If we argue that it's wrong to criticize anyone who could conceivably be shot by an angry person, that requires us to be silent about every public figure in America.

This jamoke also weighs in:
Kevin O’Leary, the star of the entrepreneurial reality show Shark Tank, said Mamdani needed to do some “soul searching.”

“How would he like it if Ken took a video crew outside his house and say, ‘Mamdani lives here. This is where he lives,’” he said during an interview on the cable channel NewsNation. “Think about what that means for personal safety.”
I guess O'Leary forgot the period during the mayoral race when Andrew Cuomo incessantly attacked Mamdani for living in a rent-stabilized apartment in Queens.





A New York Post story about Cuomo's attacks appeared under the headline "Champagne Socialist Zohran Mamdani Slammed for Hogging $2,300 Apartment — Despite Six-Figure Salary, Wealthy Family"; it included a photo of Mamdani's building. Other news outlets published Mamdani's address. And, of course, every New Yorker knows where Mamdani lives now, because he's moved into Gracie Mansion, the city-owned mayoral residence.

Mamdani haters routinely ascribe great wealth to him, even though his father is a college professor and his mother makes art-market films, none of which have made as much money at the box office as the Michael Jackson biopic made yesterday alone.

Ken Griffin, by contrast, has a net worth of more than $50 billion. And it's not as if his many real estate purchases are a secret -- this 2020 CNBC story not only reports on (and gives the address of) Griffin's $238 million apartment in New York, it also provides a photograph and the address for his
16,000-square-foot mansion located near Buckingham Palace in the heart of London. The home, which is the most expensive home sold in London since 2008, is a 19th Century townhouse that previously housed French statesman Charles de Gaulle during World War II. The mansion features an indoor swimming pool and spa, staff quarters and private gardens.

We also get a link to a story about Griffin's 2018 purchase of the most expensive home in Chicago, a four-story condo bought for $58.5 million; the story includes the building's address and a photo of the lobby. (Griffin also has homes in Miami, Aspen, and Hawaii, CNBC tells us.)

So Griffin's properties, like the properties owned by most rich and famous people, aren't shrouded in mystery. It's easy to find out where they are. The rich have to keep themselves safe (and they certainly have the money to do so).

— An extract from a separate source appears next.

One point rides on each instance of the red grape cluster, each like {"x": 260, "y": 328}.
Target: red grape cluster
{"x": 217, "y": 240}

The Gothamist story tells us that Mamdani might cost the city some jobs:
“Attacking one of the city’s largest and most important employers is definitely a strategy, but it’s not a good one,” said Howard Wolfson, who worked as a top aide to former Mayor Michael Bloomberg, on X.

“Ken’s company is a major employer in NYC of very high paying jobs which drive a considerable amount of our tax base,” said Bill Ackman, a fellow billionaire and critic of the mayor. “We wouldn’t want him to move even more employees to Miami.”
The thin-skinned Griffin moved his company's Chicago operations to Miami in response to a referendum that, if passed, would have raised rich people's income taxes; he did this while spending $50 million in a successful campaign to defeat the referendum.

Would Griffin do the same thing to New York? Maybe. But his company, Citadel is not really "one of the city’s largest and most important employers." It employs 1,346 people in the city, far fewer people than the six-figure head counts of companies such as Ernst & Young and JPMorgan Chase. And even many ordinary right-wing voters understand now that the rich aren't paying enough in taxes. Economic populism might eventually come for Ken Griffin no matter where he is.

Griffin is highly unlikely to be killed because of Mamdani's video -- and besides, how risky is it to show his New York apartment building if he doesn't actually live there? And wouldn't people be less angry at Griffin if they thought he was willingly paying his fair share of taxes?